What is the Little Black Dress Initiative?
The Little Black Dress Initiative was launched in 2014 by the Junior League of London with the goal to "Make Poverty Unfashionable". Instead of attending London Fashion Week, local Junior Leaguers were wearing the same black dress every day to raise funds and raise awareness of poverty in their city. Word of the campaign's success spread and now, so has the initiative itself. Along with Junior Leagues across the county, the Junior League of Indian River is taking a stand against poverty by holding our first annual Little BlackDress Initiative – a campaign to raise awareness of the challenges that face the over 3.2 million Floridians living in poverty.

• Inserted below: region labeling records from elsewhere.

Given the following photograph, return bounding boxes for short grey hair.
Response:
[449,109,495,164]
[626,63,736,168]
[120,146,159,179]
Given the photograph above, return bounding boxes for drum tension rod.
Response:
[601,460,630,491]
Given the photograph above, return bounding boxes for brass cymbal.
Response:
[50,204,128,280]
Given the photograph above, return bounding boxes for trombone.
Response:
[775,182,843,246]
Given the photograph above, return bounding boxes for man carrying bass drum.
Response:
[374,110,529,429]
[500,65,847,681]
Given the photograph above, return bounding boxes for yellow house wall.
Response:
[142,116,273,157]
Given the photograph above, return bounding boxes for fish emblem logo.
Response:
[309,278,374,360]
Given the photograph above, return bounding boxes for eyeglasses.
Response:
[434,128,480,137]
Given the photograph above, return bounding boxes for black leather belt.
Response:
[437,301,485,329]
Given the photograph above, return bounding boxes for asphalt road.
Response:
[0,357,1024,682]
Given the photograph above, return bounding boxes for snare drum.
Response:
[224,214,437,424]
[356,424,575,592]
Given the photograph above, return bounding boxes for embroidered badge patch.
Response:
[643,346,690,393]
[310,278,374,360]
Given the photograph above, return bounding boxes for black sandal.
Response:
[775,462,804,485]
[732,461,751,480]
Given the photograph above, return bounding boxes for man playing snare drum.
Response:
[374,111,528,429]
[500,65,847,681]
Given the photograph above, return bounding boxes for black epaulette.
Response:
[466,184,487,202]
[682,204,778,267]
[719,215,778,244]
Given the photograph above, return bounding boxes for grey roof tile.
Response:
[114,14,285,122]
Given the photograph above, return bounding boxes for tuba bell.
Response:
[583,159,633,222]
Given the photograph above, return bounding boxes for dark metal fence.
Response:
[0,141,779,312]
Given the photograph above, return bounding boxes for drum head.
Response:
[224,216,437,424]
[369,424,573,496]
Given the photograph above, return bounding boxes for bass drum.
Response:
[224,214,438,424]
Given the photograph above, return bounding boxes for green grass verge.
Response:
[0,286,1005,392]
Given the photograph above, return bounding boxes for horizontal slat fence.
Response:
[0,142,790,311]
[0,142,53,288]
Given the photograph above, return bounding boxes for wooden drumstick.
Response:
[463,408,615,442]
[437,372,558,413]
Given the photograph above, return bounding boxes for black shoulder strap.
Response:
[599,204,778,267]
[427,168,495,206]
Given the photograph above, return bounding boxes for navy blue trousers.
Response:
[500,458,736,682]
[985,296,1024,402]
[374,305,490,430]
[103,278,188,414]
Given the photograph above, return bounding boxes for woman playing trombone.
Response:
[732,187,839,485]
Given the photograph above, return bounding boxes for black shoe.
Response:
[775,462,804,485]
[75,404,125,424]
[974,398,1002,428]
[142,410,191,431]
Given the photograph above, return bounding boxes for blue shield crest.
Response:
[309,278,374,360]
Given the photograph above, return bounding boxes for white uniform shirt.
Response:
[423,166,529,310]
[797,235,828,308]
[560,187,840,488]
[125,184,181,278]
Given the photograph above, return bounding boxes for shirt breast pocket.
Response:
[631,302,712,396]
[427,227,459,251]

Poverty means living without the financial support to adequately cover shelter, healthcare, food and other essential necessities. As participants, our members will demonstrate the limits that poverty can play on women in our community by wearing one black dress for five working days:
- To raise awareness of the difficulties facing those who are in need and have few resources;
- To share information about the connection between poverty and domestic violence;
- To understand how limited resources can affect daily life; and
- To fundraise supporting the mission of SafeSpace and their work to offer victims of domestic violence safety, support and education, empowering them to create a safe independent life, free from violence.

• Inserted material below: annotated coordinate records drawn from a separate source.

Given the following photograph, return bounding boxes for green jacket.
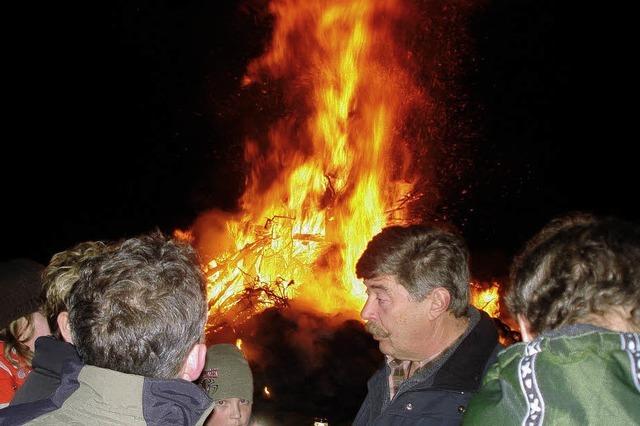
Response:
[0,363,214,426]
[463,324,640,426]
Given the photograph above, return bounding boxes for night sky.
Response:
[1,0,640,275]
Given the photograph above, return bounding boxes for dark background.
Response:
[0,0,640,424]
[1,0,639,276]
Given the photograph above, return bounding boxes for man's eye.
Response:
[376,297,389,305]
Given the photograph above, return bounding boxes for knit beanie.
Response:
[200,343,253,402]
[0,259,44,330]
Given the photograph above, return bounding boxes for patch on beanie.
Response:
[200,368,218,395]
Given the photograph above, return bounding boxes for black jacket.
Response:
[353,312,502,426]
[11,336,82,405]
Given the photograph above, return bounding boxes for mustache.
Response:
[364,321,390,339]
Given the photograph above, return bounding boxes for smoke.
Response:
[209,305,383,425]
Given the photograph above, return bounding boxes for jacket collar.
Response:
[78,365,213,425]
[433,308,502,390]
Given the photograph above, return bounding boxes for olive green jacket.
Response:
[0,363,214,426]
[463,324,640,426]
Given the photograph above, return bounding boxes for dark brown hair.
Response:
[505,214,640,332]
[356,225,469,317]
[69,232,207,378]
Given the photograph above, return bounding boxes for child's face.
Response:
[206,398,251,426]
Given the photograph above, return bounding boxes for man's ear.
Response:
[179,343,207,382]
[56,311,73,344]
[516,314,537,342]
[427,287,451,319]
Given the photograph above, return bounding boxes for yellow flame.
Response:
[471,282,500,318]
[198,0,422,327]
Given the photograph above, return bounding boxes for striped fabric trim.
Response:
[0,361,13,377]
[518,338,545,426]
[620,333,640,392]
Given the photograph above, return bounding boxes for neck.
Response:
[417,312,469,362]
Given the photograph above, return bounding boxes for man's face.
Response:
[360,275,431,361]
[205,398,251,426]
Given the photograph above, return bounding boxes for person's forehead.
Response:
[364,275,402,292]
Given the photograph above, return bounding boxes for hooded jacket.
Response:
[11,336,82,405]
[464,324,640,426]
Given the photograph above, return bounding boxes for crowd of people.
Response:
[0,214,640,426]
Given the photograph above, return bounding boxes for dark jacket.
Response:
[0,356,213,426]
[11,336,82,405]
[353,312,502,426]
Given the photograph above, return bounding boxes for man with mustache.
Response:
[353,225,501,426]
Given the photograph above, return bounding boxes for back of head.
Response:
[356,225,469,317]
[506,214,640,333]
[0,259,43,330]
[69,232,206,378]
[199,343,253,402]
[42,241,107,329]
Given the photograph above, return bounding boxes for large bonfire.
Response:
[176,0,500,332]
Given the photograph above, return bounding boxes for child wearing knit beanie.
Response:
[199,343,253,426]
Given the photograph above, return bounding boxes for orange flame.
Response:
[195,0,424,328]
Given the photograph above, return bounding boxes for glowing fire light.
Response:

Why the Little Black Dress?
The one dress every day represents the lack of choices for those who live in poverty. Wearing the dress is symbolic of standing in solidarity with those living in poverty because contrary to what some might think, poverty can look like any one of us. Our hope is that this initiative will help to humanize and give a voice to the faces of poverty.
Junior League of Indian River has partnered this year with SafeSpace. SafeSpace offers victims of domestic violence safety, support and education, empowering them to create an independent life, free from violence. SafeSpace is the only Certified Domestic Violence Center saving lives 24/7 and preventing domestic violence throughout the Treasure Coast. In addition to a 60-bed Emergency Shelter, SafeSpace also provides a Supportive Living program for individuals in need of longer-term housing as well as outreach services for those who choose not to enter a shelter but whose lives are being affected by domestic violence and to educate the community about the cycle of violence and its prevention. It is known that poverty disproportionately affects women and single moms, women who lack financial resources have more difficulty escaping a domestic violence relationship, and children who grow up in poverty are more likely to continue the cycle of poverty and domestic violence for various reasons. These facts are the reason that this partnership could not be more perfect.